I pieced together these set of notes from similar notes written by Nick Parlante of Stanford. I originally intended to make them available for CPS606, Spring 1998. I beleive they can also be of some use to CPS616 students. Feel free to let me know if you have any suggestions to add to the contents, etc.

A program is undoubtedly read many more times than it is written. A program must strive to be readable, not just to the programmer who wrote it. Any program expresses an algorithm to the computer. A program is considered clear or "readable" if it also does a good job of communicating that algorithm to a human.

Readability is vital for projects involving more than one person. It's also important when the program is of sufficient size that you come across pieces of code you wrote, but which you don't remember. Beleive me, it's a traumatic experience the first time it happens. A bug is essentially a piece of code which does not say what the programmer intended. So readable code is easier to debug since the discrepancy between the intention and the code is easier to spot.

Documentation

Given that most programming languages are a rather cryptic means of communication, an English description is often needed to understand what a program is trying to accomplish or how it was designed. Comments can provide information which is difficult or impossible to get from reading the code. Some examples of information worth documenting:

Program Overview Comments

Everey program (or main class in a Java program) should begin with an overview comment. The overview can be the single most important comment in a program since it's the first thing that anyone reading your code will read. The overview comment explains, in general terms, what strategy the program uses to do its work. The overall program overview should lay out a roadmap of how the algorithm is designed -- pointing out the important classes and discussing the data behaviors. The program should mention the role of any other classes which the program depends on. Essentially, the overview contains all the information which is not specific or low-level enough to be in a class or method comment, but which is helpful for understanding the program as a whole.

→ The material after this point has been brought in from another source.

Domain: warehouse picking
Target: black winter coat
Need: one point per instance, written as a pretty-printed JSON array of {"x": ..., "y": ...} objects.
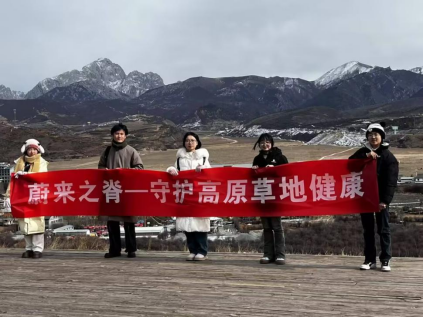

In the latter paragraphs of the overview, you might include the engineering rational for the classes constructed or the algorithm chosen and discuss alternate approaches. The overview can also introduce the programmer's opinions or suggestions. It's often interesting to see the programmer's feelings on which parts of the program were the hardest or most interesting, or which parts most need to be improved.

For coursework, the overview should also include uninteresting but vital information like: your name, what class the program is for, and when the program is being handed in.